The iPhone 16 and iPhone 16 Plus models are believed to be sticking with the current 6.1-inch and 6.7-inch sizes. If the size increase is accurate, it would be yet another move from Apple to distinguish its Pro iPhone models from its regular ones.

iPhone 15 screen sizes

  • iPhone 15: 6.1 inches.
  • iPhone 15 Plus: 6.7 inches.
  • iPhone 15 Pro: 6.1 inches.
  • iPhone 15 Pro Max: 6.7 inches.

Rumored iPhone 16 screen sizes

  • iPhone 16: 6.1 inches.
  • iPhone 16 Plus: 6.7 inches.
  • iPhone 16 Pro: 6.3 inches.
  • iPhone 16 Pro Max: 6.9 inches.

iPhone 16 gets more AI tricks

One of the most salient selling points of Samsung’s Galaxy S24 series and Google’s Pixel 8 lineup were each of their souped-up AI tips and tricks, and it wouldn’t be a major shock if Apple went in the same direction. Apple CEO Tim Cook has gone on the record this year confirming Apple sees “a huge opportunity for Apple with gen AI and AI.”

According to Gurman’s Power On newsletter, iOS 18 will feature generative AI technology that “should improve how both Siri and the Messages app can field questions and auto-complete sentences.”

A September report from the Information says Apple plans to use large language models, a crucial part of generative AI, to make Siri smarter. The report said this feature is expected to be released with an iPhone software update next year. 

Read More: iPhone iOS 18: A Possible Big Leap In AI

iPhone 16 design: New action button?

In March, AppleInsider published a collection of photographs purportedly displaying 3D-printed dummy models of the rumored iPhone 16 and iPhone 16 Pro. The images revealed that the iPhone 16 may have a vertical camera stack as opposed to a diagonal one and an action button, similar the one on last year’s iPhone 15 Pro.

iPhone 16 gets more power-efficient display?

Another change that could make its way to iPhone 16 displays is greater power efficiency. Samsung Display is apparently developing a new material set, dubbed M14, specifically for Apple, according to a TheElec report, which says the new technology should arrive on iPhones launching next year. M14 will replace the blue fluorescent technology that’s used now with blue phosphorescence technology, creating an even more power-efficient screen than the current LTPO ones used on Pro models, the report says.

Andrew Lanxon/CNET

iPhone 16 gets better zoom?

Both the iPhone 16 Pro and the iPhone 16 Pro Max could both have 5x telephoto lenses next year. According to Apple analyst Ming Chi Kuo, a tetraprism lens will make its way to both Pro models next year, as opposed to just the Pro Max model. Apple equipped the iPhone 15 Pro with a 12-megapixel 3x optical zoom, while the iPhone 15 Pro Max has a 12-megapixel 5x optical zoom camera, which is the equivalent of 120mm lens on a full-frame camera.

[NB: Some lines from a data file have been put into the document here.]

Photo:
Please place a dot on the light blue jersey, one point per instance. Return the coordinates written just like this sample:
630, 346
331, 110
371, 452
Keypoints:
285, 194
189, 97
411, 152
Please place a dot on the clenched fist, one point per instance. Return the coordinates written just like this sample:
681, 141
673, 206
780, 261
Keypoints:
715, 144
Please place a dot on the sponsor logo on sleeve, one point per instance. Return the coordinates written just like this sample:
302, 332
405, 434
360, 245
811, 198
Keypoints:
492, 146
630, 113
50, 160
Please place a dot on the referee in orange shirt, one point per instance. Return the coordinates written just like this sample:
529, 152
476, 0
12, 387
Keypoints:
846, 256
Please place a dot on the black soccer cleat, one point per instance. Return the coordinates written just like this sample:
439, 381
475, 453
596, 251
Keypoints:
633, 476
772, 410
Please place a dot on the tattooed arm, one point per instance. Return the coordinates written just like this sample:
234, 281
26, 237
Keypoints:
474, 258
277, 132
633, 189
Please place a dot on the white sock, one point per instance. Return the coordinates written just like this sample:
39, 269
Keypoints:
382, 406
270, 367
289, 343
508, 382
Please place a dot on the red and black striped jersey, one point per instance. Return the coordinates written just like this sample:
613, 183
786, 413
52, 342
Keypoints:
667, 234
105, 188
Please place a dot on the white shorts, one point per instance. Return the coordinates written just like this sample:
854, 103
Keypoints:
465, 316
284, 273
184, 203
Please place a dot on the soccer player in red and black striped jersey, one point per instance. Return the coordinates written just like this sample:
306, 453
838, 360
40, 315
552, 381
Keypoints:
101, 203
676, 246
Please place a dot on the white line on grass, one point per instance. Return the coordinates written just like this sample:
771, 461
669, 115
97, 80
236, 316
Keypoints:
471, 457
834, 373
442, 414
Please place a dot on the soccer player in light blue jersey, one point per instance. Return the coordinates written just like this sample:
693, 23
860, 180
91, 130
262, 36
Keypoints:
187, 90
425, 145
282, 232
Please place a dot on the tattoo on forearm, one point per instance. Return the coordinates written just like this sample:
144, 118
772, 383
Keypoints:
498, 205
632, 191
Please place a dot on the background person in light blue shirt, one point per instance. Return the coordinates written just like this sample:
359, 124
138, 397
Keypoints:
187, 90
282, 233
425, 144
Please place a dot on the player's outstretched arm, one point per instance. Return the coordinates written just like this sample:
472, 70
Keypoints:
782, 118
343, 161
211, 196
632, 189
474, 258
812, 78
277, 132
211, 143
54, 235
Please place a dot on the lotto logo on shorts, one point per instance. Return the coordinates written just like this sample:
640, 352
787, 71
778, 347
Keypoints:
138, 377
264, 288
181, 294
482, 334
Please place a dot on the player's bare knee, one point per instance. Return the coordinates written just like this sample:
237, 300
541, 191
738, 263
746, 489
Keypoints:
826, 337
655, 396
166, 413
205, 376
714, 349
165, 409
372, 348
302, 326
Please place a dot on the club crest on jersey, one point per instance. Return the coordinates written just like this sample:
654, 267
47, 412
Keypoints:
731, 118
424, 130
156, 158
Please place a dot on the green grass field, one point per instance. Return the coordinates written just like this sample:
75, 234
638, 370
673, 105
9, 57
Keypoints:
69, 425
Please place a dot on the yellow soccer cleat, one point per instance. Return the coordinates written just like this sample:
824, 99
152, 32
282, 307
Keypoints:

If this rumor is true, it could mark a breakthrough in design. When Apple launched the 15 Pro Max with its 5x telephoto lens, it cited the phone’s bigger body as to why the Pro Max had it, but the Pro didn’t.

iPhone 16 processors: A18 chip for all models?

In a break with the past two years, all four iPhone 16 models will apparently get a next-generation Apple chipset, which will all receive A18 branding. According to a MacRumors report citing Jeff Pu, an executive analyst for Haitong International Securities, all four models will have an A18 series chip with Pro iPhone models getting an A18 Bionic Pro and base models getting a regular A18.

The iPhone 15 and 15 Plus currently have an A16 Bionic, which debuted on the 2022 iPhone 14 Pro and 14 Pro Max, while the 15 Pro and 15 Pro Max run on the A17 Pro processor. Pu says the A18 chip will be manufactured with TSMC’s cutting-edge 3 nanometer process.